Pareto Analysis Curve with reference lines

by Erica Hughes

Pareto Analysis is used in business to compare the impact of one variable on another variable. It is based on the 80/20 rule – often businesses will find that 80% of an output variable comes from 20% of an input variable.

In a positive sense, a company might be able to identify that 80% of their profits are derived from just 20% of the products they sell. In a negative sense, a company might see that 80% of complaints can be traced back to just 20% of their stores.

This information can be very useful in decision making.

So how can we use Tableau to investigate something like this?

Step 1: What variables do you want to investigate? In this example we will use the Superstore dataset to compare Sales (output variable) with number of Products (input variable) and see if they follow Pareto’s Principle. Does the store earn 80% of its Sales value from its top 20% of Products?

If you would like to apply this to a different situation, replace ‘Sales’ with your OUTPUT variable and ‘Product Name’ with your INPUT variable.

Step 2: Create a simple bar chart – Drag the ‘Product Name’ dimension onto the Columns shelf (If you get a warning message, you can select ‘Add all members’). Drag the ‘Sales’ measure onto the Rows shelf – Tableau will automatically sum these together. Fit the chart to the Entire View.

You should see something like this:

Step 3: Change the Product name dimension to a measure – at the moment, our ‘Product Name’ Field is a dimension, which means Tableau splits up the view into one column for each product, but we want to have two axes. Right-click on ‘Product Name’ in the Columns shelf, then:

Measure > Count (Distinct)

You should now have something like this in your view:

Step 4: Create a mark for each Product – drag ‘Product Name’ onto the Detail Shelf in the Marks Card

Step 5: Create a line –the idea of 80/20 comes from looking at the cumulative Sales/number of Products so we need to use a table calculation on each of the variables. Right-click on each and follow the following steps:

Add Table Calculation > Calculation Type: Running Total (Sum) > Specific Dimensions: select ‘Product Name’ (this creates a cumulative sum where each new Sales value is added onto the sum of all of the previous Sales values)

Select Add Secondary Calculation > Secondary Calculation Type: Percent of Total > Specific Dimensions: select ‘Product Name’ (this turns those sums into percentages, where 100% is the total sum of all of the Sales or the total number of all of the Products)

Change the Mark Type to Line and you should see something like this:

Step 6: Create a smooth curve – We want to be able to determine the % of Sales based on the TOP 20% of Products, so we want to sort the Products by their respective Sales values.
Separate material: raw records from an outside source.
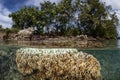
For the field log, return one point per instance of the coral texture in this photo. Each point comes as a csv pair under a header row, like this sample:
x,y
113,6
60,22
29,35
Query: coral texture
x,y
57,64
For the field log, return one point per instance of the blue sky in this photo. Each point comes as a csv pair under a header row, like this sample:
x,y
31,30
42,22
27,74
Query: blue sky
x,y
9,6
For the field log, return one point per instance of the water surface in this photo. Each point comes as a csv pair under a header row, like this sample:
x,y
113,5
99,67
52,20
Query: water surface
x,y
108,56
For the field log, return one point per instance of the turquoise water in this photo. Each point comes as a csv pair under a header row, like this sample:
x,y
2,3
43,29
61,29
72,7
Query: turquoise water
x,y
108,56
110,62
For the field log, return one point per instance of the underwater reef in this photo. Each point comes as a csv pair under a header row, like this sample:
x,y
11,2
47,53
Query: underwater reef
x,y
57,64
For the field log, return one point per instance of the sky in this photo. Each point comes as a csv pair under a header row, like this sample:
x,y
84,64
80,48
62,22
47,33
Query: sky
x,y
9,6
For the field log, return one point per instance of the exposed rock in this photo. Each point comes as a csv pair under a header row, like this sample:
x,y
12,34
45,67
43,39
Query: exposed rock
x,y
67,64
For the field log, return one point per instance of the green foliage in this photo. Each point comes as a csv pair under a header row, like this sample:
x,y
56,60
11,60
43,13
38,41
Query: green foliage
x,y
90,17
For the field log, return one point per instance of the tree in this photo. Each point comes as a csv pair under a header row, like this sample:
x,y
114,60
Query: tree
x,y
24,18
95,19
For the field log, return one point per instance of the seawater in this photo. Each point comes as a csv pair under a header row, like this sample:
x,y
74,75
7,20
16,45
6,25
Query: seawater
x,y
108,56
110,62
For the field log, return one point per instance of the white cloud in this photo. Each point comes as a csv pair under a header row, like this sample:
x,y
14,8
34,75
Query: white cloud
x,y
5,21
114,3
37,2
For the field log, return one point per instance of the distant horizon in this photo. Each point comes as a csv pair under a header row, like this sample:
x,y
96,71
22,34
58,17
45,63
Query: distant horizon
x,y
9,6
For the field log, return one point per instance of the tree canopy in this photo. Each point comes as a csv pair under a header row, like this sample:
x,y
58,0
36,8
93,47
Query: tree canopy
x,y
68,17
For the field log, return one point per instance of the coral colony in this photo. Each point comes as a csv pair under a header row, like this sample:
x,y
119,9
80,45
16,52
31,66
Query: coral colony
x,y
57,64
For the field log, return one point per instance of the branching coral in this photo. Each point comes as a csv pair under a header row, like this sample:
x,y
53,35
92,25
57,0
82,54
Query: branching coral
x,y
70,65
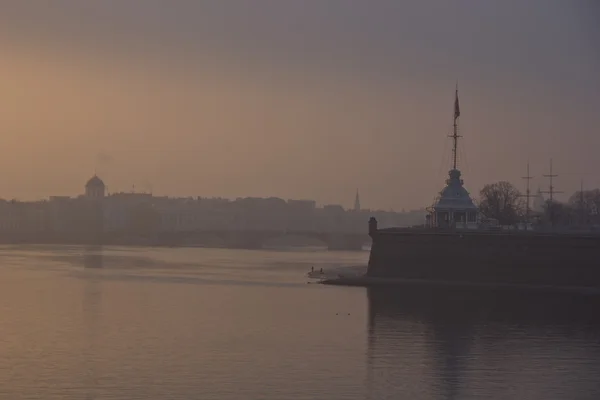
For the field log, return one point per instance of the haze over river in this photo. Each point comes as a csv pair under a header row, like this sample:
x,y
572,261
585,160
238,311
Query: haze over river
x,y
191,323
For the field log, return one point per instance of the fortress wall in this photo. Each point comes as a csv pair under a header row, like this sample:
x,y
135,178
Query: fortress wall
x,y
493,258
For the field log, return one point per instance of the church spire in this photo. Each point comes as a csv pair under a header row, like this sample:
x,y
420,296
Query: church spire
x,y
357,202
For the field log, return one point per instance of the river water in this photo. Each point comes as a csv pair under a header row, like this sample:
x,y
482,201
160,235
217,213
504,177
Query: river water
x,y
135,323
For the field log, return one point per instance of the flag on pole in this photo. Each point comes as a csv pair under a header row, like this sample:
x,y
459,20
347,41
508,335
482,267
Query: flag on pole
x,y
456,106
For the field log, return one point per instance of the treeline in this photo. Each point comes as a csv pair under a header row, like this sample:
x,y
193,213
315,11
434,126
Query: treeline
x,y
505,203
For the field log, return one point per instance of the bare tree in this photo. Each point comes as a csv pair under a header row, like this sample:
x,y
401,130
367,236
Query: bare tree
x,y
501,201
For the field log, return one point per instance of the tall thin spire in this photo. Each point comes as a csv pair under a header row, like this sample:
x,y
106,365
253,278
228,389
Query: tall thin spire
x,y
357,202
455,134
527,195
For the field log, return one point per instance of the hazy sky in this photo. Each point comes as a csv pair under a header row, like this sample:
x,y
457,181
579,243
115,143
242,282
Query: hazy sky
x,y
296,99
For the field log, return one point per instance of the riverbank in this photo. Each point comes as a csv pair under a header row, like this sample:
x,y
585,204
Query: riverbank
x,y
366,281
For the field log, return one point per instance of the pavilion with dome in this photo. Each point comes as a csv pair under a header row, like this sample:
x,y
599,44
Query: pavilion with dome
x,y
454,207
95,188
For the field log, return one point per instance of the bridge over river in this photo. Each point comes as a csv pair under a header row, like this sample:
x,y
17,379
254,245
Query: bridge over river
x,y
256,239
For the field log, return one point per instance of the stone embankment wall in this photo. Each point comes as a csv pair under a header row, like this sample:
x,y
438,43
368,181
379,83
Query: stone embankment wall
x,y
522,258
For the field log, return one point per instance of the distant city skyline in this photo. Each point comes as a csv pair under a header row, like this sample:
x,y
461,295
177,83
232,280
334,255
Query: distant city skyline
x,y
296,99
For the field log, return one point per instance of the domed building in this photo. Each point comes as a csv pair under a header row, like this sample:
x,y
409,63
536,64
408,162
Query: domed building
x,y
454,206
95,188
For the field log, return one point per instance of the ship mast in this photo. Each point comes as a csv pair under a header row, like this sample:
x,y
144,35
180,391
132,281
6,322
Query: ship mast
x,y
455,134
551,191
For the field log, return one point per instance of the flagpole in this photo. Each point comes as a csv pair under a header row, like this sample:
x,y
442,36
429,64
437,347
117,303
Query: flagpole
x,y
455,135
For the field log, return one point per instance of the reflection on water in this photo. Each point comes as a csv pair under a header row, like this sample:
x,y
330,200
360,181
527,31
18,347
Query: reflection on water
x,y
143,323
449,344
93,256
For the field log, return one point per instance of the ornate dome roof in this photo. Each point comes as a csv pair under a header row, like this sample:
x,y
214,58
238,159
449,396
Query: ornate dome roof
x,y
95,182
454,195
To do this, right-click on the ‘Product Name’ field on the Detail Shelf:

Sort > Sort by: Field > Sort Order: Descending > Field Name: Sales > Aggregation: Sum

Close the Sort window

You should now have a nice smooth curve:

Step 7: Add reference lines – go to Analysis and double-click on Reference Line to create two reference lines.

For the vertical reference line (INPUT variable), right-click on the line, then:

Edit > change the second drop-down from Average to Constant > change the Value to 0.2 (20%)

Repeat for the horizontal line (OUTPUT variable) but make the Value: 0.8 (80%)

You can also choose to change some of the line formatting – for example, turning Label to Value, Tooltip to None and changing the colour of the lines.

In the end, you should have something like this:

What does this tell us? Our Sales and products do roughly follow the Pareto Principle. In fact, the Top 20% of products create about 76% of Sales. Alternatively, 80% of Sales are created from about 22.5% of products.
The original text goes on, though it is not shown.